Bukannya saya tidak peduli sih, kalau kamu kesulitan dengan aplikasi yang tidak mau jalan, yang harus diganti, yang tidak mau diinstall, yang bahkan diekstrak saja tidak mau, dan segala macam masalah lain yang kadang ketika kamu bercerita saya cuma bisa mengeluarkan suara “ooh” sambil mengangguk-angguk pelan karena tidak begitu mengerti detail jaringan yang kamu bicarakan. I do care... terlebih sebagai bagian dari komplotan empat orang yang sama-sama belum hengkang juga dari tempat ini. Cuma masalah waktu, sesungguhnya. Waktu dan frekuensi.
Kamu sering kali masuk dengan semua keluhanmu yang segunung di saat saya sedang menatap putus asa layar putih yang isinya bahkan belum sampai separuh. Atau ketika saya sedang memegang stabilo oranye di satu tangan dan sepotong fotokopian di tangan lainnya disertai rambut acak-acakan dan otak yang mau meledak.
Terkadang, kamu masuk dengan membawa seluruh perangkatmu dan duduk di karpet kamar sampai jauh malam. Lalu kamu merasa bahwa suasana terlalu hening setiap sepuluh menit sekali dan pada akhirnya selalu berhasil menemukan sesuatu untuk dikeluhkan. Respon singkat dan pandangan kosong ke arah layar di saat saya sedang berusaha meraba-raba apa yang sedang saya kerjakan sebelum terpotong oleh suaramu jelas-jelas bukan senjata yang ampuh buat menangkal semua itu.
Hingga pada akhirnya saya menyerah, dan melemparnya ke sudut prioritas entah sebelah mana. Mungkin saya butuh istirahat sebentar, kata saya sambil mulai memutar satu episode serial TV atau anime. Tapi kamu seperti menolak untuk memberikan saya ketenangan.
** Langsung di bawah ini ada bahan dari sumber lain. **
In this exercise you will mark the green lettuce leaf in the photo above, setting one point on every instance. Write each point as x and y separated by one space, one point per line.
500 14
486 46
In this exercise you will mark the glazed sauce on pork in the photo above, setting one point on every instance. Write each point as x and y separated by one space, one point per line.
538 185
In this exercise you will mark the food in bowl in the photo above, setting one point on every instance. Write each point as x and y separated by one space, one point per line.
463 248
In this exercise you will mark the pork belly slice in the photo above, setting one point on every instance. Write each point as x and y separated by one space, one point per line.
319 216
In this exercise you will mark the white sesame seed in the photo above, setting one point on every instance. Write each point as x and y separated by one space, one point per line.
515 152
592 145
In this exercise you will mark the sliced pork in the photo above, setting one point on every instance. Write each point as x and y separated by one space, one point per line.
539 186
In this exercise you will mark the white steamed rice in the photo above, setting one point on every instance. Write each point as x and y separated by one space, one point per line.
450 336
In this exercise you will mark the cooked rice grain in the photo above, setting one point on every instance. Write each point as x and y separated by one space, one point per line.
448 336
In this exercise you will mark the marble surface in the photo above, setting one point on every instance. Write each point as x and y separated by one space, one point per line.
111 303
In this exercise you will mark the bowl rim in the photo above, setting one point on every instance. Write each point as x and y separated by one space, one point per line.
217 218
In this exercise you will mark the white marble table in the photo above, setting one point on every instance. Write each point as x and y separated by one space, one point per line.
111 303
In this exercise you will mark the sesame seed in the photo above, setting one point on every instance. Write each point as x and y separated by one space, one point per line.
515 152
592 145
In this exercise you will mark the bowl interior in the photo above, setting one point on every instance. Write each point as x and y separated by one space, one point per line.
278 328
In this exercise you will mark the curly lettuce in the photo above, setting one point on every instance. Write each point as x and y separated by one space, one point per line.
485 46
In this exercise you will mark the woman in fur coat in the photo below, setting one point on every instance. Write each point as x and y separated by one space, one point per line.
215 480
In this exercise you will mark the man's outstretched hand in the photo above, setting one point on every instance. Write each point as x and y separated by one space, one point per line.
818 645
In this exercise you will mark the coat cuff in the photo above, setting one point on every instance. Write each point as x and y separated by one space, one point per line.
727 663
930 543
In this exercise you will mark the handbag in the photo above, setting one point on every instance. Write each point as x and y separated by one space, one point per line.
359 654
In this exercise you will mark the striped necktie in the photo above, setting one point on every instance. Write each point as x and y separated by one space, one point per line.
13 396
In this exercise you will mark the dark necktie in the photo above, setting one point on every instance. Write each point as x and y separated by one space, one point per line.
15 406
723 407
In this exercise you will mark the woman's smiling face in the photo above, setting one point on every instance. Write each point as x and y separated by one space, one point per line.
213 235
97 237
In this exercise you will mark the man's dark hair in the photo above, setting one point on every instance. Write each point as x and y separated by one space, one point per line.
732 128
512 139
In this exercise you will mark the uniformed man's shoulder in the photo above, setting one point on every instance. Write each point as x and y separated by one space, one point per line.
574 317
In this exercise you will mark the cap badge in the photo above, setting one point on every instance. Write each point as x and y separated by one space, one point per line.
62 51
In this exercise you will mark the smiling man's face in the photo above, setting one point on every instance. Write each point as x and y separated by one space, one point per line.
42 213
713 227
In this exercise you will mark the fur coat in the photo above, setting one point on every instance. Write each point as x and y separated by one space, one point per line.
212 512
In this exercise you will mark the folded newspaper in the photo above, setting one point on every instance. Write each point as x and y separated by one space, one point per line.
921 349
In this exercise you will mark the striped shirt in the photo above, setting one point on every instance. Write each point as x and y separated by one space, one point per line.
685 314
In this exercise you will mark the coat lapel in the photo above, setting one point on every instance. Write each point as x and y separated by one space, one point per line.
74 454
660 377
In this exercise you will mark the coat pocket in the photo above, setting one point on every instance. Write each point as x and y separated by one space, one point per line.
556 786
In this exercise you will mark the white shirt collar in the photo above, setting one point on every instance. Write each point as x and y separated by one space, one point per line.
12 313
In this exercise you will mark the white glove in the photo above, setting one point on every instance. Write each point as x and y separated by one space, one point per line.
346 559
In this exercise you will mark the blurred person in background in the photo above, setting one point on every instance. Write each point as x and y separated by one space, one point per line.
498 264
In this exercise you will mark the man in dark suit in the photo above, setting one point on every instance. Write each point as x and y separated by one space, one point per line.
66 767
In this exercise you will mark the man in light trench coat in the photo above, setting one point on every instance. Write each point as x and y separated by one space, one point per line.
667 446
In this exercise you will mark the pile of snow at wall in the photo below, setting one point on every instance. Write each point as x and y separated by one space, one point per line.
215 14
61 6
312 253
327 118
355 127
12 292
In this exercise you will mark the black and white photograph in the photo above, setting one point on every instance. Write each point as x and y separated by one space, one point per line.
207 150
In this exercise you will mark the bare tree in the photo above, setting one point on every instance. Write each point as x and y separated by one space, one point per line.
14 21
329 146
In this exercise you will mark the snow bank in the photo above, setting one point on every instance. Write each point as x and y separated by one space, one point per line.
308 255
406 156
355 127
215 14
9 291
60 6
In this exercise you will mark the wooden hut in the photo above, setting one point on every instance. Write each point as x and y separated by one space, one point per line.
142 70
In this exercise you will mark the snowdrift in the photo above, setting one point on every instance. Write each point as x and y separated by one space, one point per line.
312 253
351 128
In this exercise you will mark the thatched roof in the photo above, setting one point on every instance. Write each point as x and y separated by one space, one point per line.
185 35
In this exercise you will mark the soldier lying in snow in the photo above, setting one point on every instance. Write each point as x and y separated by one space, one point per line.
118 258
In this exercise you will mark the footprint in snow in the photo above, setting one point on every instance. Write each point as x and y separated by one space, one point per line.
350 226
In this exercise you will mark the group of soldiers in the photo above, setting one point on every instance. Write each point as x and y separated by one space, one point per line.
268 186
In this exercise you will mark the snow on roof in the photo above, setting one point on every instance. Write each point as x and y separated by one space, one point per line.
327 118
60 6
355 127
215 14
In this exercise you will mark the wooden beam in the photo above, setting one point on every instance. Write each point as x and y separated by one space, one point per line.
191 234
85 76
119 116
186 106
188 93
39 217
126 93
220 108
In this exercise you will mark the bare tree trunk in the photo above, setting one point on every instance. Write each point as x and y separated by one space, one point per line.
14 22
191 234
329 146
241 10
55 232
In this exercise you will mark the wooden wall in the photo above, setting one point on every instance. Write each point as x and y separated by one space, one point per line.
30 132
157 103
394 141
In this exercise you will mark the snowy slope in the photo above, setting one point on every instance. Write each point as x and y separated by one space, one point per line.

Saya sudah kehilangan hitungan, berapa kali dalam rentang waktu anime yang cuma setengah jam, atau serial TV yang berdurasi 45 menit itu suaramu menginterupsi, memaksa saya untuk memencet tombol pause. Mengagumkan sekali, betapa kamu selalu saja punya sesuatu untuk ditanyakan, diprotes, dan dikeluhkan dalam rentang waktu yang cuma sebentar. Mengagumkan betapa kamu tidak bisa duduk tenang selama rentang waktu yang cuma sebentar itu, dan menyimpan semua yang ingin kamu suarakan di belakang kepalamu sampai episode yang sedang saya tonton selesai diputar. Dan sampai sekarang saya tidak bisa memahami bagaimana caranya kamu bisa menikmati dan mengerti apapun yang kamu tonton kalau selama durasinya kamu terus menerus berbicara.
Lalu saya pada akhirnya menyerah lagi. Mematikan VLC meskipun belum selesai, menyalakan scheduler IDM, dan beringsut pasrah ke dalam selimut. Berharap ketika saya bangun pukul tiga pagi nanti saya bisa menemukan ketenangan.
And all of these… are repeated like a broken record every now and then. I wonder how many times it needs to happen before I snapped.